What is a macro? A macro, simply put, is a series of commands in a software application that is recorded for later play-back and use. The purpose of a macro is to automate a task that you perform regularly in an application, such as Microsoft Word, instead of having to manually perform a series of repetitive, time-consuming actions. It is essentially a set of 'custom commands'.

Truth be told, macros have a reputation as being a challenge to work with and even more difficult to create. Simply using the term macro around users not familiar with their advantages can cause a nervous reaction. But, once you get started with them you will realise that their negative publicity is not deserved, as they really will speed up your work in Microsoft Word.

Some of the typical uses for which macros are employed include:
- To simplify and speed up routine editing and formatting
- To automate a complex series of actions
- To standardise procedures to reduce errors and inconsistencies

Once you have mastered the ability to create and run macros you will then truly see the benefits of having learned how to create them in the efficiency with which you make use of MS Word.

There are a couple of different methods of creating macros in Word. The first and easiest way is by making use of the 'macro recorder' in MS Word. The second way is to use VBA, or Visual Basic for Applications.

Macros can, if necessary, be edited by using VBE, or Visual Basic Editor. It is important to note that within Word there are almost 1000 commands (which are on menus and toolbars), so before you create your own macro you should check to ensure that it does not already exist in Word.

The macro recorder

To begin creating macros you can use the macro recorder. MS Word records a macro as a series of commands in Visual Basic for Applications.
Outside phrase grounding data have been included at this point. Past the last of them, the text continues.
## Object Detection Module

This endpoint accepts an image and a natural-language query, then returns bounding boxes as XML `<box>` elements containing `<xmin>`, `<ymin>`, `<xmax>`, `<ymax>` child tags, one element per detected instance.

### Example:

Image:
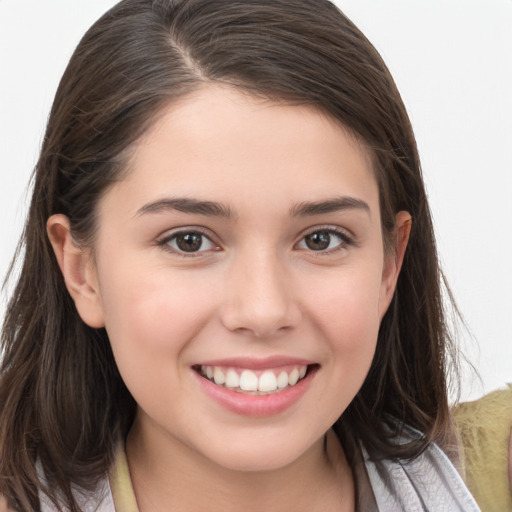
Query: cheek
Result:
<box><xmin>98</xmin><ymin>266</ymin><xmax>215</xmax><ymax>365</ymax></box>
<box><xmin>301</xmin><ymin>265</ymin><xmax>382</xmax><ymax>388</ymax></box>
<box><xmin>97</xmin><ymin>267</ymin><xmax>219</xmax><ymax>414</ymax></box>
<box><xmin>305</xmin><ymin>267</ymin><xmax>383</xmax><ymax>344</ymax></box>
<box><xmin>302</xmin><ymin>269</ymin><xmax>383</xmax><ymax>421</ymax></box>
When recording a macro you can make use of the mouse to click commands and actions, but you must make use of the keyboard to record actions, as mouse clicks and mouse movements are not recorded in a document window.

Before you begin recording the macro, plan the steps and commands you want the macro to perform, because if you make a mistake when you are recording the macro, any corrections you make will be recorded too.
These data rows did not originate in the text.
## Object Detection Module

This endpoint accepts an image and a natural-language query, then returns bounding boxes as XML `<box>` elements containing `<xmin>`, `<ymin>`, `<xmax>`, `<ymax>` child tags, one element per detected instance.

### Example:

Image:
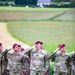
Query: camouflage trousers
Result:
<box><xmin>0</xmin><ymin>63</ymin><xmax>7</xmax><ymax>75</ymax></box>
<box><xmin>9</xmin><ymin>71</ymin><xmax>22</xmax><ymax>75</ymax></box>
<box><xmin>53</xmin><ymin>72</ymin><xmax>69</xmax><ymax>75</ymax></box>
<box><xmin>30</xmin><ymin>70</ymin><xmax>45</xmax><ymax>75</ymax></box>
Visual Basic for Applications

The second, and more complex, method is by using VBA. You can create very powerful and flexible macros that can include instructions, and that cannot be recorded using the macro recorder.

In summary: A macro can be used to format documents, enter text, and/or execute VBA code. It is possible to teach oneself the basics of using and creating macros in Microsoft Word, but comprehensive Word training courses will teach you far more than just the basics, they will enable you to get the most effective use out of Microsoft Word.